Perhaps not, says Eli Lake, who sees Republican foreign policy splintered among neoconservatives, anti-Islam hawks of the Michele Bachmann and Andrew McCarthy variety, and right-wingers who prioritize budget cuts, including to Defense, over expansive projects overseas. His article almost makes the neocons sound moderate compared to the anti-Islam hawks, but it’s worth remembering that Bachmann and McCarthy have been opposed to the Libyan intervention, while the neocons have been warm to it. Lake also minimizes the realist and noninterventionist camps in the GOP: they’re small, to be sure, but that they exist at all is remarkable. Lake writes,
Except for Ron Paul, Jon Huntsman, and Gary Johnson (an ardent libertarian, including on social issues), no candidate has called for cuts in defense spending. Even Bachmann, the candidate most closely aligned with the Tea Party, has warned against cutting the defense budget. But, while there is no mainstream candidate who is calling for austerity on defense, it would be impossible to argue that the penny-pinching mood among Republicans hasn’t influenced the general tenor of GOP foreign policy discussions—and made the candidates less inclined to sound the kinds of grandiose and expensive notes about foreign policy that were considered par for the course in 2008.
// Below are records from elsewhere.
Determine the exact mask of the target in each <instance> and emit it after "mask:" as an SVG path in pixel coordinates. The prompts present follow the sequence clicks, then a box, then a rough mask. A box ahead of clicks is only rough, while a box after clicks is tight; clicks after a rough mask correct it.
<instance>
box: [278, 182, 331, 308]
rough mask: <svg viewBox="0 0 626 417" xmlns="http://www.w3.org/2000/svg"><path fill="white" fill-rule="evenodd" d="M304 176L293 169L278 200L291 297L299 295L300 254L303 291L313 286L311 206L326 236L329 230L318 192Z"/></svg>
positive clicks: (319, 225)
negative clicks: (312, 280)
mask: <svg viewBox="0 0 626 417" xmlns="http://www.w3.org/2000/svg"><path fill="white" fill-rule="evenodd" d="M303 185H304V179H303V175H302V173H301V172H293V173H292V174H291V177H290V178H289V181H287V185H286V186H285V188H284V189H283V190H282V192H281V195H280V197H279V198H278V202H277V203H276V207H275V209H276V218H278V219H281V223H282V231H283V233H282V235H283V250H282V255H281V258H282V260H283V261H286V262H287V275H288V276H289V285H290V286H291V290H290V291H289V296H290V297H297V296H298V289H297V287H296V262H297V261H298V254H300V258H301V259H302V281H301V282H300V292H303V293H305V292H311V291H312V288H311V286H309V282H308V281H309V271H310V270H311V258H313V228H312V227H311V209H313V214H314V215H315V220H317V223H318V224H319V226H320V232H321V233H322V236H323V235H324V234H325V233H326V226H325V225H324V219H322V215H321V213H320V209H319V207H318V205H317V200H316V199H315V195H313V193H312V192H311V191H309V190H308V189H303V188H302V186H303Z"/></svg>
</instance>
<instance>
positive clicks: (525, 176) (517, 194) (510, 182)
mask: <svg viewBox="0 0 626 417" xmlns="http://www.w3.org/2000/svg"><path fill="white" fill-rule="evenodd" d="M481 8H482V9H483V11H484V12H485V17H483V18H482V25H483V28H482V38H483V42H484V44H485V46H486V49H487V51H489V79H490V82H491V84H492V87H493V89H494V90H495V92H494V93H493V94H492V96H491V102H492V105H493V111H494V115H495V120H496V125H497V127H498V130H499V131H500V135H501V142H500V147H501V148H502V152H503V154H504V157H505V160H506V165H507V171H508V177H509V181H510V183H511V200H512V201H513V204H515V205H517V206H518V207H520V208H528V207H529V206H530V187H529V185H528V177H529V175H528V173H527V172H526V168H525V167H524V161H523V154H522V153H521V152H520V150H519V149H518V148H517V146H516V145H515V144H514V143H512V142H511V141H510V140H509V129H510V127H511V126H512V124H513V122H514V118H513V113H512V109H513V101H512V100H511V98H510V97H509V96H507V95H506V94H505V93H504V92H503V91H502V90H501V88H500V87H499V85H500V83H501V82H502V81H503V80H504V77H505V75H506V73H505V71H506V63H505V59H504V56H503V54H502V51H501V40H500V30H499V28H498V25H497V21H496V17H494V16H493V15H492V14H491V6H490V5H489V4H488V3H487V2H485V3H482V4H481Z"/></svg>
An encouraging development — but then, not only do Republicans typically sound less interventionist when their party doesn’t hold the White House, but those budget-cutting principles also tend to manifest only during Democratic administrations. At least, that’s the conclusion one might draw from the last 20-odd years of political history. Perhaps the economic crisis has forged a stronger, more consistent government-cutter; and perhaps the political price exacted by the Iraq and Afghan occupations has chastised all but the most ideologically driven Republican pols. For my part, I’m hoping the realists and noninterventionists continue to gain ground. The rest are unreliable.